Bill would expand conditions qualifying for medical pot
CONCORD — State lawmakers continue to work to expand New Hampshire’s medical marijuana law with respect to additional qualifying conditions.
The Senate passed a bill Wednesday to include Ehlers-Danlos syndrome, a connective tissue disorder that can cause severe pain.
The House has passed other bills this session expanding the qualifying medical illnesses or conditions, including legislation adding post-traumatic stress disorder and chronic pain.
“This bill would give patients another option for pain relief without the use of opioids,” Senate Majority Leader Jeb Bradley, R-Wolfeboro, said in introducing the Ehlers-Danlos syndrome bill.
The Senate passed the bill without debate, something notable given the heated discussions at the State House before the Legislature, in June 2013, passed the state’s law legalizing the use of cannabis for therapeutic purposes, which then-Gov. Maggie Hassan signed into law.
The list of qualifying medical conditions continues to grow, which signals more acceptance among patients and doctors, said Sen.
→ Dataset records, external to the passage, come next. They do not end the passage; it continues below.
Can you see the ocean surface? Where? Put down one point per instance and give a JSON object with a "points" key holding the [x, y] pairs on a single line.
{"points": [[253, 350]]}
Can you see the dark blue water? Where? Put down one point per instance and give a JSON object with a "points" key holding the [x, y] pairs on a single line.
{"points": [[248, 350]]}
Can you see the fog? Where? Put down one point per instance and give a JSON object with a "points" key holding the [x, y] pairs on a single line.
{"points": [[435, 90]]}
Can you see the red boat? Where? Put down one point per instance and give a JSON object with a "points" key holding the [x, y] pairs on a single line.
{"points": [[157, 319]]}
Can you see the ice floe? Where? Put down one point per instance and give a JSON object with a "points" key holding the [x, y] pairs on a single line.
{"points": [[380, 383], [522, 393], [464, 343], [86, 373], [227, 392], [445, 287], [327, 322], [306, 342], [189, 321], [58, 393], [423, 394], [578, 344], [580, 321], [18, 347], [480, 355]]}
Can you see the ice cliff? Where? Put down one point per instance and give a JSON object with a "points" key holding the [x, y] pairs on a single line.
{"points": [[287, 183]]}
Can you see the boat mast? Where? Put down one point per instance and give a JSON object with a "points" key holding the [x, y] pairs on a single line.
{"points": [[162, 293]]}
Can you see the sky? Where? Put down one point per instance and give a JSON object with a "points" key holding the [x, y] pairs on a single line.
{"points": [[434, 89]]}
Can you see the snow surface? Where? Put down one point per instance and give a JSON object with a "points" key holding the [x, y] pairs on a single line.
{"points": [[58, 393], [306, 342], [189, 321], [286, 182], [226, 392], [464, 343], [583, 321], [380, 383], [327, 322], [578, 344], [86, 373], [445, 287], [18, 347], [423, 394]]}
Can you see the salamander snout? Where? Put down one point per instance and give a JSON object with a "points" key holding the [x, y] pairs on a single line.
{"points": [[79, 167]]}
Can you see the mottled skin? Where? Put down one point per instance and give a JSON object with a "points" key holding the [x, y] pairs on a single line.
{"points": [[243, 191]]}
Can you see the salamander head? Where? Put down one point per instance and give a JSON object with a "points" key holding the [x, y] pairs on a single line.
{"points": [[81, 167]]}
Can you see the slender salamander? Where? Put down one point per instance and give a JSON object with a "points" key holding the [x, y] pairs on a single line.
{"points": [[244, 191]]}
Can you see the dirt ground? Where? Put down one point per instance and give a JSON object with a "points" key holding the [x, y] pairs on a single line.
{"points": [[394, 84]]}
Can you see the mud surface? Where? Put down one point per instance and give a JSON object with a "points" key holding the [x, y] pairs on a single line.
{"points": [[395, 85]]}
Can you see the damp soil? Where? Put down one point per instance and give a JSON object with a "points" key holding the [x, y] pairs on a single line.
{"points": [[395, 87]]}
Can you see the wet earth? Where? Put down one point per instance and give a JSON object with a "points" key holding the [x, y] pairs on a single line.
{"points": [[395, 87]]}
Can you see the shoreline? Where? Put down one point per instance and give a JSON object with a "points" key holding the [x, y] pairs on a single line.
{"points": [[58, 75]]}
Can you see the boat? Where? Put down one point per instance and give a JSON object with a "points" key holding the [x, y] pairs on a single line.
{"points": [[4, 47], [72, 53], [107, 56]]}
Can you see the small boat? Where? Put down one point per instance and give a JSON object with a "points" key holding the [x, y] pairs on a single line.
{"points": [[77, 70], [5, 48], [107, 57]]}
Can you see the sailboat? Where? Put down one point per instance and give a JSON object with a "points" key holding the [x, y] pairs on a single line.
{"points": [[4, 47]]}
John Reagan, R-Deerfield, a co-sponsor of the original law and the Senate bill adopted Tuesday.
“It’s all just to increase acceptance by the medical community,” he said.
The conditions include cancer, glaucoma, AIDS, hepatitis C, muscular dystrophy, multiple sclerosis, lupus, Alzheimer’s, Crohn’s disease, and Parkinson’s disease.
The state continues to update the statute. Last August, ulcerative colitis was added as a qualifying medical condition.
State law authorizes the New Hampshire Department of Health and Human Services to add medical conditions that are not specifically listed, and medical providers may request the addition of other eligible conditions through a petition process.
New Hampshire now has four medical cannabis dispensaries open, in Lebanon, Dover, Plymouth, and Merrimack.
It is a separate issue, but the House voted, 318-36, earlier this month to pass a marijuana decriminalization bill, which Gov. Chris Sununu, R-Newfields, supports.
The bill reduces the penalty for possession of less than an ounce of marijuana or marijuana-infused products by someone 21 and older, to a violation. The decriminalization bill is now pending in the Senate Judiciary Committee.